Lucrecia Rosales, con lágrimas en los ojos, le contó que ya no tenía en qué llevarle, que a su burro lo llevó el río. Entonces, la mujer, como ayudándole a salir de esa desgracia, le pagó por adelantado para comprarse otro, eso sí, la aconsejó que cambie de camino de herradura, que en estos tiempos ya no están para perder un animal así nomás.

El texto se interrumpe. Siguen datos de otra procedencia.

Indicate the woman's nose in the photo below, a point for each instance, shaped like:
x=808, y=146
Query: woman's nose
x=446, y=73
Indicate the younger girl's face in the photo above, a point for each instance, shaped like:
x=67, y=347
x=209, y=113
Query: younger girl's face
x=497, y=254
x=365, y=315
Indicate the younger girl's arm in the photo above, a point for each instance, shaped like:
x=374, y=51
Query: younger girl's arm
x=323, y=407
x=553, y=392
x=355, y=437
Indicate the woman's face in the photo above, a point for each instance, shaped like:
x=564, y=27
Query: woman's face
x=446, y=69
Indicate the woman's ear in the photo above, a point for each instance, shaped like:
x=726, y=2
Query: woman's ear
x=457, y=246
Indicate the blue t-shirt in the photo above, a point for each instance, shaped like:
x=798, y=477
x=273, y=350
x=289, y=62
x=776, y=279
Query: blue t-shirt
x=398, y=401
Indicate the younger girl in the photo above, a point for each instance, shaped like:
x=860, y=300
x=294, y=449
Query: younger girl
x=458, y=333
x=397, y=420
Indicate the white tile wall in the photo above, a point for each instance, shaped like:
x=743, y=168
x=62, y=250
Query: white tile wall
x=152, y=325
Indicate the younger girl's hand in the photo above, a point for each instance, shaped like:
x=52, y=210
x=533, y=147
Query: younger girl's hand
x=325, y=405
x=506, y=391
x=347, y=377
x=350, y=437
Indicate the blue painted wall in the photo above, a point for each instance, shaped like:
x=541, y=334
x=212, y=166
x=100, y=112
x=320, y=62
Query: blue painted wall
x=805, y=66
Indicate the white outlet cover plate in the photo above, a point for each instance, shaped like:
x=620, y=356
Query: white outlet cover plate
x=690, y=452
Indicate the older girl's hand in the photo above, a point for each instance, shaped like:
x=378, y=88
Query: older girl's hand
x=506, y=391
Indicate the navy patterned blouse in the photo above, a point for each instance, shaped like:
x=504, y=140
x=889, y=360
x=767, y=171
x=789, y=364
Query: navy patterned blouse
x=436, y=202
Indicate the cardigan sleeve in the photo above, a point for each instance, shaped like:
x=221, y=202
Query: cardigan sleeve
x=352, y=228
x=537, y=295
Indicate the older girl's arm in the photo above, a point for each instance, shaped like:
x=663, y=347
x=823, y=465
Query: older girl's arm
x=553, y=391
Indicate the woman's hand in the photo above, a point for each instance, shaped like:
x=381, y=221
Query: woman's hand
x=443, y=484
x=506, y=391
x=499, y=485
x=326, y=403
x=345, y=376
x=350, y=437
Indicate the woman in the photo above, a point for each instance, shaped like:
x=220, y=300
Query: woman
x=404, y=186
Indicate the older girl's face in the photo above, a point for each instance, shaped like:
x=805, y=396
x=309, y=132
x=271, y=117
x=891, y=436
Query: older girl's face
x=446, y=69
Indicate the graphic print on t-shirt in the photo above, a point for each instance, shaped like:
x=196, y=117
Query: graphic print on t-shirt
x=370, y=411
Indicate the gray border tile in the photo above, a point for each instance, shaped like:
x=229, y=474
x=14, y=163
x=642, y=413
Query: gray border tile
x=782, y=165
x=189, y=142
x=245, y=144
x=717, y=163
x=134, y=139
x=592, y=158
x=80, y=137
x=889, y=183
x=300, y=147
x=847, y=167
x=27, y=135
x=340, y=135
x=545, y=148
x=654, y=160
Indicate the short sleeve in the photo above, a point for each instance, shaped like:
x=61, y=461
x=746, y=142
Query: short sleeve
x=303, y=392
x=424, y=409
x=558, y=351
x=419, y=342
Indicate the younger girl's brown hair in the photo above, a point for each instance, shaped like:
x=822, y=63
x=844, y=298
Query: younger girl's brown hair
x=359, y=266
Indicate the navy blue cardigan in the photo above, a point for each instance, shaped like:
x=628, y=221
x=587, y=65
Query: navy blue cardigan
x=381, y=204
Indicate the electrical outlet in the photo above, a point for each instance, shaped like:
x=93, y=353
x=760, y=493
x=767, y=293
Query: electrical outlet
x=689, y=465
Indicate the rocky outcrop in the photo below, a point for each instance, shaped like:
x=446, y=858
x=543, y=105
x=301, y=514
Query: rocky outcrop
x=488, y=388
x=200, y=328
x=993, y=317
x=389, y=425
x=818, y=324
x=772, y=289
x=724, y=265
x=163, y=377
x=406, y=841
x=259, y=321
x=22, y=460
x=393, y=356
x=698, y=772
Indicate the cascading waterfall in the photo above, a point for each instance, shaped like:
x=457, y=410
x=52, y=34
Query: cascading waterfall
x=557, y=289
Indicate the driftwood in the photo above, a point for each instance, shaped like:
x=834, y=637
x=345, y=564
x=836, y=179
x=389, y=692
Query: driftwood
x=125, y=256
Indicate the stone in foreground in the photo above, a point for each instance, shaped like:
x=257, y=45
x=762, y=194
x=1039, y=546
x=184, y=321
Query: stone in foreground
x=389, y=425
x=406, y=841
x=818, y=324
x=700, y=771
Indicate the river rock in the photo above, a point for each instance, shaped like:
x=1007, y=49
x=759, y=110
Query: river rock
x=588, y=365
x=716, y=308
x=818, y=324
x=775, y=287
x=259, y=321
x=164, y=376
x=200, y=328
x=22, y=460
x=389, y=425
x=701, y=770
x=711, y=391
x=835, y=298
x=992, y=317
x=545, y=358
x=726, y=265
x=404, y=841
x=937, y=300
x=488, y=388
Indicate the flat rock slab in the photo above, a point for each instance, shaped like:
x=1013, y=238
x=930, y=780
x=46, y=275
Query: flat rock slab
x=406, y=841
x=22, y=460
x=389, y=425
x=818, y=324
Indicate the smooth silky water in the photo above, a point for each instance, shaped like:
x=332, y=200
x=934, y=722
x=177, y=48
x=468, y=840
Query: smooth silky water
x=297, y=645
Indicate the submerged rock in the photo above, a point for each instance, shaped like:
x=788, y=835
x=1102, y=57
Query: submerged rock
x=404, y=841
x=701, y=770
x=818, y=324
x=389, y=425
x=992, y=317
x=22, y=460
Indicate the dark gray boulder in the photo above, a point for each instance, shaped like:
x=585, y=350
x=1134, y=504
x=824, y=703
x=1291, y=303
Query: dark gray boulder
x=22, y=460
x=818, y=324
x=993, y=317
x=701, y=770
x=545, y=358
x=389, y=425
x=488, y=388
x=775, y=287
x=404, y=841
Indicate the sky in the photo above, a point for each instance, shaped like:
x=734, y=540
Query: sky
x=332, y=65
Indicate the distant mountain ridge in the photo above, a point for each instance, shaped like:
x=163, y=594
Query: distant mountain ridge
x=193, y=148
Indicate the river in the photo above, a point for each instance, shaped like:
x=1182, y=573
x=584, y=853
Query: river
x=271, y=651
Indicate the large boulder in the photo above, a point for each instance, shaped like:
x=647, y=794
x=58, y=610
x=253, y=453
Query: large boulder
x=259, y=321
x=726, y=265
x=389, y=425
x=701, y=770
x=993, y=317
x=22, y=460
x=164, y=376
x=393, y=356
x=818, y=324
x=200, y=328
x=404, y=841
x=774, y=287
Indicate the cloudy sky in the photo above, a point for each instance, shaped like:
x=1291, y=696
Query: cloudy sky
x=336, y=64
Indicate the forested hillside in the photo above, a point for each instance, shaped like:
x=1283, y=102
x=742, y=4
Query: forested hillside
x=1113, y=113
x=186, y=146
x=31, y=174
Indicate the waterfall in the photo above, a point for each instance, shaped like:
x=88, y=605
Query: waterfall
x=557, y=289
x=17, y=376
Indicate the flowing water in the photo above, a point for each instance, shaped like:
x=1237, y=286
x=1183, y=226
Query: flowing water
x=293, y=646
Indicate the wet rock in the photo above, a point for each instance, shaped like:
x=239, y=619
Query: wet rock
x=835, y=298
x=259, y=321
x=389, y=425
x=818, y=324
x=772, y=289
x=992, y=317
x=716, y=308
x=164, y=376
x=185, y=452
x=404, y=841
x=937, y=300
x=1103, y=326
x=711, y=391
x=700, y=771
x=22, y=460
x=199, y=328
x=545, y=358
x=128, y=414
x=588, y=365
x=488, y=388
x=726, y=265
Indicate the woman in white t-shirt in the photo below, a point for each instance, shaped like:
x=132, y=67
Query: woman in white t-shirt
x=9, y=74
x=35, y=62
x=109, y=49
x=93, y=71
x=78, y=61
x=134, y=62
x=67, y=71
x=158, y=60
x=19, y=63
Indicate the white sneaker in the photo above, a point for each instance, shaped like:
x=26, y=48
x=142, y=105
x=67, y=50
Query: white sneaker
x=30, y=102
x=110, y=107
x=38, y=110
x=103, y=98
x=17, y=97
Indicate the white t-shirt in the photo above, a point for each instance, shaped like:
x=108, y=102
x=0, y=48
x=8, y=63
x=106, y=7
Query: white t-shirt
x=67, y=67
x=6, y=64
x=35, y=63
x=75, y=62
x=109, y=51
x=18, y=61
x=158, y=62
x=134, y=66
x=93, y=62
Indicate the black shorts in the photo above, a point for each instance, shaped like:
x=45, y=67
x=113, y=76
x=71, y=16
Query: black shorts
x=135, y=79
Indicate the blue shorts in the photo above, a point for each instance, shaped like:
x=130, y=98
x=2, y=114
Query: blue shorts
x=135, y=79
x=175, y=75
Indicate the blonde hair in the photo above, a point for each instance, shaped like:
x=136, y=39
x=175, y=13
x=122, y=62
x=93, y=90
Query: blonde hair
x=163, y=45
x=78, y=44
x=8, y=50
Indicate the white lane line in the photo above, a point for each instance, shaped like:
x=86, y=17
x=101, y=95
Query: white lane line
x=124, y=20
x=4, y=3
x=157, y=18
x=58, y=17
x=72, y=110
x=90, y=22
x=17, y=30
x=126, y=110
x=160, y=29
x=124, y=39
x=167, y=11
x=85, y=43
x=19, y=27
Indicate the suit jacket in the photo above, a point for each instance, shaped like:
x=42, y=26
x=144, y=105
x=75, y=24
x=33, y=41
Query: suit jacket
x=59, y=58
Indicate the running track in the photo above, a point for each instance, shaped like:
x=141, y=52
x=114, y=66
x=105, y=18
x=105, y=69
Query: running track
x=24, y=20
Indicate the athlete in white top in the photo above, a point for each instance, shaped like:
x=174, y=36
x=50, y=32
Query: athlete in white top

Así fue, los padres de Arnulfo compraron un burro y empezaron a criarlo, esta vez enseñándole a cruzar puentes, y después, Arnulfo nuevamente empezó a llevar leña al pueblo. Y desde que pasó la tragedia, la gente contó que, cuando las aguas del río se cargaban, veían que llevaba un burro dando saltos y volantines. Entonces, los que lo veían decían que era el burro de Lucrecia Rosales, que se ha convertido en madre del río. La mujer se alegraba al oír esas habladurías queriendo ver siquiera el alma de su animalito, pero nunca pudo verlo. Solo que, desde esa vez, la gente empezó a llamarlo al río, El Rucio. Y Arnulfo, entre los recuerdos de su niñez, aunque todo eso haya pasado hace décadas, se acordó cómo fueron los hechos. Alegrándose por considerar ese detalle de ponerle el nombre de su burro al río —en broma, por cierto— dijo que hubiera querido que también lleve un apellido.